Dozens of unique tasks and runbooks run daily
Flip is a Fintech company based out of Indonesia that allows users to send money securely at a low cost. In December 2021, Flip raised $48M in Series B funding and now provides over eight million users with a number of financial services. They use Airplane as their primary platform for runbook automation.
Heavy reliance on SRE led to bottlenecks
Over the last year and a half, Flip has added over 250 team members to provide financial services for millions of people. As they grew, so did their reliance on technical people, specifically their Site Reliability Engineers (SREs).
The SRE team at Flip handles a number of critical technical operations including services reliability, infrastructure management, system administration, and issue patching, and they need to be able to solve problems quickly.
When Flip's business experienced hyper-growth, the team had to grow massively to keep up with demands. As a result, the increased number of requests to SREs started to become unmanageable. They became bottlenecks for things like resolving on-call support tickets. Tasks took longer to resolve because they were constantly context switching and dividing their investment across a number of high-priority tasks.
They needed to find something that would free up SRE bandwidth and enable them to move more quickly. Henry Suryawirawan, Flip's Head of Engineering, first started to use Airplane to automate SRE toils. Once the SRE team realized that Airplane could help streamline operations, they started using Airplane tasks for a number of other engineering-related and support use cases.
Airplane: bridging gaps across the company
There are a number of use cases where Airplane has been instrumental at Flip:
- On-call support: Flip uses a number of tasks and runbooks to handle production-related on-call requests. Customer requests received by the operations team often require access to the production database to resolve. The SRE team created predefined tasks for these recurring use cases in Airplane and configured approval flows on them. Now, an on-call support person requests the task through Airplane and a manager easily approves and runs it. Prior to Airplane, there were a small number of engineers who needed to SSH in and run a command which was tedious and error-prone. With Airplane, they've safely opened up access to these operations without having to grant production access unnecessarily.
- Supporting maintenance: When stack maintenance requires downtime, SREs use an Airplane task to switch on "maintenance mode" in a quick and reliable way.
- Restarting jobs: SREs often deal with jobs becoming unresponsive. Often, these jobs can be safely retried and solved by a job restart. Using Airplane, SREs can easily specify which VMs and which jobs to restart if a job is timing out.
- Reporting: Flip uses Datadog to monitor query health. Prior to Airplane, they would manually identify slow queries and remediate. Using Airplane schedules, they automatically generate a daily report that fetches slow queries from Datadog and sends a "Top Slowest Queries" report to their engineering Slack channel every morning.
- Feature flags: Flip often needs to enable features flags for customers on a one-off basis.
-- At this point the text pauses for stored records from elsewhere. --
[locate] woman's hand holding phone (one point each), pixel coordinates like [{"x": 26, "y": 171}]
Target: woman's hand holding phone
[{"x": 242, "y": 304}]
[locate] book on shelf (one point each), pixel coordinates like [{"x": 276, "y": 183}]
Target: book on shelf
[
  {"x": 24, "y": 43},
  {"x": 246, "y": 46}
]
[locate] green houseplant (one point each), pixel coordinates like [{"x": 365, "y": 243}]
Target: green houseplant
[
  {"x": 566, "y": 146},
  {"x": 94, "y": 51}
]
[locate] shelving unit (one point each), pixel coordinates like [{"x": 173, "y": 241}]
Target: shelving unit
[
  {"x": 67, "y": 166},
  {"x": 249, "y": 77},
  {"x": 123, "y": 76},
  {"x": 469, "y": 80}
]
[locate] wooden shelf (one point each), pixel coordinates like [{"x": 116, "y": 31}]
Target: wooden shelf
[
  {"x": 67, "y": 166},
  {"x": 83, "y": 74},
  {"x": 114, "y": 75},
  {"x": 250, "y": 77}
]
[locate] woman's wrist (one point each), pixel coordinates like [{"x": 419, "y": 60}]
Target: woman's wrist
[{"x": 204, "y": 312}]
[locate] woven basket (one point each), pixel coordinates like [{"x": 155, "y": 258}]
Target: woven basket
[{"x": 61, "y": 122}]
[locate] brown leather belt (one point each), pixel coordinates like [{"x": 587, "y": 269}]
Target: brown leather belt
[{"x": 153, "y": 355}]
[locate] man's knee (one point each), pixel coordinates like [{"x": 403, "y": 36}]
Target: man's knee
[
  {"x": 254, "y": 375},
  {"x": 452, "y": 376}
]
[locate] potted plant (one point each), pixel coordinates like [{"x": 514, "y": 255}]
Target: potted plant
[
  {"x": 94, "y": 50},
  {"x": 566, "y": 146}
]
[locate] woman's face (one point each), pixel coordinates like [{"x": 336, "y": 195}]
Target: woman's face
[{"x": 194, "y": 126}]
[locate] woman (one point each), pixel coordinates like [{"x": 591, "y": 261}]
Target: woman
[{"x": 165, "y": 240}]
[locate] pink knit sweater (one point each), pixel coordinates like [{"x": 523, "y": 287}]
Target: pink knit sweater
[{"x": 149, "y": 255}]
Using Airplane, they can roll out features to specific customers at off-hours because they can trigger Airplane tasks both manually and via schedules. This means they can also schedule rollouts of new features.
- Rolling updates to prod deployments: Flip uses Airplane to easily pre-warm their Kubernetes cluster rather than using kubectl to do it manually. Previously, only devs who had access to Flip's Kubernetes cluster were able to make updates. Airplane broadens access to these operations, reduces risk of errors, and reduces the time spent running these operations.
Airplane provides value at Flip in a few key ways:
- Limiting the number of interruptions that SREs experience.
- Simplifying one-off manual tasks and toils like enabling feature flags and restarting jobs.
- Acting as an easy, maintenance-free scheduler.
- Promoting security. Predefining these operations with approval flows helps Flip massively with auditing and safety.
Today, Flip regularly uses dozens of unique tasks and runbooks. "Airplane not only saves us time, but provides security across our teams. The audit logging and governance we get with Airplane has been key to building out our internal processes."